Dennoch wechselt er als Oppositionsführer nach Bonn in den Bundestag. Als vier Jahre später auch Strauß der Regierungswechsel nicht gelingt, ist der Weg wieder frei für den Machtmenschen Kohl.

Am 1. Oktober 1982 ist er am Ziel, nimmt nach dem erfolgreichen konstruktiven Misstrauensvotum die Glückwünsche des gescheiterten Vorgängers Helmut Schmidt entgegen, der Kohl lange ignorierte, verspottete und für „keinen besonders begabten Politiker“ hielt. Auch Schmidt gehört in seinen letzten Jahren zu denen, die voll des Lobes über Helmut Kohl waren.

Statt eines großen umfassenden Politik- und Gesellschaftsentwurfs, setzt der Pfälzer auf kleine pragmatische Schritte, wartet häufig durchaus erfolgreich ab, anstatt zu entscheiden. „Seine große Stärke war es, keinen Plan zu haben“, beschrieb Kohl-Biograf Klaus Dreher.
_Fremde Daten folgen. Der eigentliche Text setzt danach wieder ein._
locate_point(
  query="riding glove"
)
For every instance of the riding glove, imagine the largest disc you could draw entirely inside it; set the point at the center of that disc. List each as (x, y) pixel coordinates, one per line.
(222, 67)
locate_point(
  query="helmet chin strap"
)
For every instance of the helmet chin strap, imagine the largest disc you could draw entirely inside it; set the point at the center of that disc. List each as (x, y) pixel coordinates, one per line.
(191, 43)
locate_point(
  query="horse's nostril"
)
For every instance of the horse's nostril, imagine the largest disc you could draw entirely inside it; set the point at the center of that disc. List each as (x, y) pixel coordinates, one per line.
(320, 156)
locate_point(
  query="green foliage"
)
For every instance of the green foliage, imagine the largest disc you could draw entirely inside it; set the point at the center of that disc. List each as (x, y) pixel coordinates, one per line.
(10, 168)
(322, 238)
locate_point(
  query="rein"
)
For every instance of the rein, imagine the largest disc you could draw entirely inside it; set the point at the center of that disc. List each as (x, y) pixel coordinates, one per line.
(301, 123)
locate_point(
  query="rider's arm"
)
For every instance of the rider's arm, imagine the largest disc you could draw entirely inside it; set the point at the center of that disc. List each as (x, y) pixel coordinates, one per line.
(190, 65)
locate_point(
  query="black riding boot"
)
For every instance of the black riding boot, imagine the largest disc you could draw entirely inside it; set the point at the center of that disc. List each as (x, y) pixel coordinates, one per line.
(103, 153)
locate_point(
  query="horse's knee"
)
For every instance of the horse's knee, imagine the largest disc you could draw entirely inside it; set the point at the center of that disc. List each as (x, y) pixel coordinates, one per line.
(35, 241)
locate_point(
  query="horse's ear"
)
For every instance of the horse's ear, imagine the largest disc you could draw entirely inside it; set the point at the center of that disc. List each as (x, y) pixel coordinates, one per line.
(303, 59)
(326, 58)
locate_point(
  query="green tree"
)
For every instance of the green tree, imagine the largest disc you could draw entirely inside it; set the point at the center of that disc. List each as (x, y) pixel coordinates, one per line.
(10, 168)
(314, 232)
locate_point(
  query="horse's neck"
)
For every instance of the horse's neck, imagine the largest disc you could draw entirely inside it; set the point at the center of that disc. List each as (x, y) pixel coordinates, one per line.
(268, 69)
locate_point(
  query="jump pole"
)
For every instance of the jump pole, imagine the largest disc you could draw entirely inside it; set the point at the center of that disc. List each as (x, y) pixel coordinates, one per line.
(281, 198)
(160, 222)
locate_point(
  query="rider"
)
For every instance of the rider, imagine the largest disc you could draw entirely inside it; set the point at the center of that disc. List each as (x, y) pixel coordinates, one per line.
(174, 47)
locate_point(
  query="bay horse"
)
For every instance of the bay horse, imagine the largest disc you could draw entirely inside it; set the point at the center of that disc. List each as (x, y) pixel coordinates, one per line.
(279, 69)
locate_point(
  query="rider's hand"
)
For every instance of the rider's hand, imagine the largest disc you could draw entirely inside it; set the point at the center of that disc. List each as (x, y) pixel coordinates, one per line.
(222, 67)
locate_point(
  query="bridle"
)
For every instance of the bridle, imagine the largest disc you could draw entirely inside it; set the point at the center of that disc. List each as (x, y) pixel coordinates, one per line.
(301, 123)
Der Drei-Zentner-Mann, der von den Medien lange bekämpft wurde, hat ein „Händchen“ für Personalentscheidungen. Heiner Geißler, Kurt Biedenkopf, Norbert Blüm, Klaus Töpfer, Wolfgang Schäuble und Merkel gehören zu seinen Entdeckungen.

Der Mann, der bereits als Kind seine Spielkameraden dazu bringt, ihm die Schleppe zu tragen, wenn er mit einem Kaffeewärmer auf dem Kopf und einem Betttuch im Garten umherstolziert, wird vor allem durch einen unbändigen Willen zur Macht angetrieben. „Ein Potentat“, beschreibt Weggefährte Geißler. Der pfälzische Machiavelli duldet niemanden neben sich. Seine Welt teilt er vor allem in Freund und Feind ein.

Nachdem sein damaliger Generalsekretär Geißler auf dem Bremer Parteitag 1989 Kohl durch den früheren baden-württembergischen Ministerpräsidenten Lothar Späth ersetzen will, vereitelt Kohl den Putsch und trennt sich von seinem Widersacher.

Gerade in dem für ihn wohl entscheidendsten Moment seiner Regierungszeit demonstriert der „Kanzler der Einheit“ Entschlossenheit und trägt entscheidend dazu bei, dass die Chance, die sich aus der friedlichen Revolution 1989 ergibt, auch genutzt wird. In diesen Wochen habe er „einen Zipfel vom Mantel der Geschichte“ ergriffen, erinnerte er sich einmal.

Überwarf er sich mit jemandem, dann meist endgültig. Ob Geißler, Schäuble oder Blüm – die Beziehungen zu den Freunden und Weggefährten von einst waren am Ende seines Lebens zerrüttet. Seine Unerbittlichkeit machte selbst vor seinen eigenen Söhnen nicht Halt, zu denen er den Kontakt abgebrochen hatte. Nach dem Suizid von Hannelore Kohl und der zweiten Heirat Kohls mit Maike Kohl-Richter hatte es auch in der Familie den Bruch gegeben.